9.  Due to the size of everything, including our kitchen, without a major remodel, there was only one option
10.  We were able to find the ovens for about 1/3 of what it would cost new plus we got a range as well!
11.  They fit perfectly - even though every measurement and cut-out guide said they wouldn't
12.  We were not in a hurry because food was already made.
13.  Kevin is able to install these things willingly.

Just a note...as I was "counting" these blessings, I realized that I came up with 13.  Funny, because all of this happened on Friday, August 13th.  I love to see the way God shows Himself in every little detail.  He is so good to me!
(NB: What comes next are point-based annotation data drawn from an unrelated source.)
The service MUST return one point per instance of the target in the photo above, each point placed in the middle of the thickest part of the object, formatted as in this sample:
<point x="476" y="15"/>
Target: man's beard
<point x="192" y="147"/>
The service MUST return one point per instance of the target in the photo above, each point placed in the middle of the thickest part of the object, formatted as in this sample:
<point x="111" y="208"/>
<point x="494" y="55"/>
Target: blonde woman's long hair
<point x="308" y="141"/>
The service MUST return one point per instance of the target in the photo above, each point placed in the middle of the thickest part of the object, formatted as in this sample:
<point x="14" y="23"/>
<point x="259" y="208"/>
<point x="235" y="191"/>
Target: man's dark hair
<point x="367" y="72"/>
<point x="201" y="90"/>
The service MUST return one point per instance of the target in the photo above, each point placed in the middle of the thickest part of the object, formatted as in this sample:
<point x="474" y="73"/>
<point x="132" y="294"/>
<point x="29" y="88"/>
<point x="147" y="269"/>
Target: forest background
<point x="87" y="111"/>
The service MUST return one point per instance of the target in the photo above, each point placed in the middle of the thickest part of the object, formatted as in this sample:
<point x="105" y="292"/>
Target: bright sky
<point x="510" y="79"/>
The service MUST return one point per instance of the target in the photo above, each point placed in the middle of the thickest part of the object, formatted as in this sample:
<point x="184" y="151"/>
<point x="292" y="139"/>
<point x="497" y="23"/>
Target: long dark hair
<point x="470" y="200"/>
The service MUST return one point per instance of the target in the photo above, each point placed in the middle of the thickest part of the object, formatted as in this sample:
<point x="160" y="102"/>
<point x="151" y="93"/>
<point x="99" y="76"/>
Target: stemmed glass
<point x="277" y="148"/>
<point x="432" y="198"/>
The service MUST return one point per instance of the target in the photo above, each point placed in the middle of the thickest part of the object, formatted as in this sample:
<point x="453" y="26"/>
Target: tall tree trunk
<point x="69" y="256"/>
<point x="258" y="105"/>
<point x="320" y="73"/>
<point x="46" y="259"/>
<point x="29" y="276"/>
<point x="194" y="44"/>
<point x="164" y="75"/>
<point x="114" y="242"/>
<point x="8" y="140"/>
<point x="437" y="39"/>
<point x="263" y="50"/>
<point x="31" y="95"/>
A passage from Ezekiel, repeated over and over again:  Then they will know that I am the LORD.  36:38

Praise God!  You are the Lord.  You make it known, over and over again.  Thank you for providing the small and great blessings.  In Jesus' name I pray!  Amen!

Tuesday, August 3, 2010

The Desert

I was just thinking...

So many times, we say something like "This is just my time in the desert." or "I must be in the desert."  Usually, this is "Christian-ese" meaning, "I am in a bad spot" or a "waiting period."  It implies that it is a time when God is distant and we are waiting on HIM to act on our behalf.

As you know, I have been pondering the image of success and affluence lately.  I am thought a lot about what it means to have plenty, be blessed, etc...  I have realized that although we have an abundance of material possessions, we are impoverished spiritually. 

These two thoughts entered my mind today and even before today and have been mingling together in there like a stew.  If we say "...time in the desert" to mean that we are waiting or hurting, how does that fit in Biblically with the actual reference.

In Exodus, the Israelites were jammin' out of captivity.  God provided for them the Pillar of Fire by night and a Pillar of clouds by day.  Then, after a lot of whining, God provided food that they had to simply pick up and eat. 

I realize that wandering through the desert would be tough  I personally know how it feels to wait for the Lord to reveal something.  I also know now that in the desert, life wouldn't be comfortable.  How much better would it be to already be in the promise land, the land God had for them! 

But, when I think about it again, when I am too comfortable, I may not "see" the pillar of clouds by day or the pillar of fire by night.  I rely on myself to get food instead of looking to God as the provider.  How easy it becomes to be self-reliant.  I realize again that I am living in spiritual poverty.  How much better would it be to give up the physical comforts to have God's daily presence!  To actually SEE HIM!  To be fed by HIS hand!  To daily experience the miracles He chose to perform.  And yet, they complained.  I know I would have too.  I already do and I have so much.  It seems impossible, but it is true. 

I realize that some people are referring to the time after the rebellion (Numbers 14) when the Israelites are in big trouble for doubting, but I think I like to reflect on the time of wandering from Egypt.  I Pray Pray Pray that God would choose to reveal Himself to me today and everyday.  I pray that I am willing to give up the physical comforts for HIS presence!  What could compare?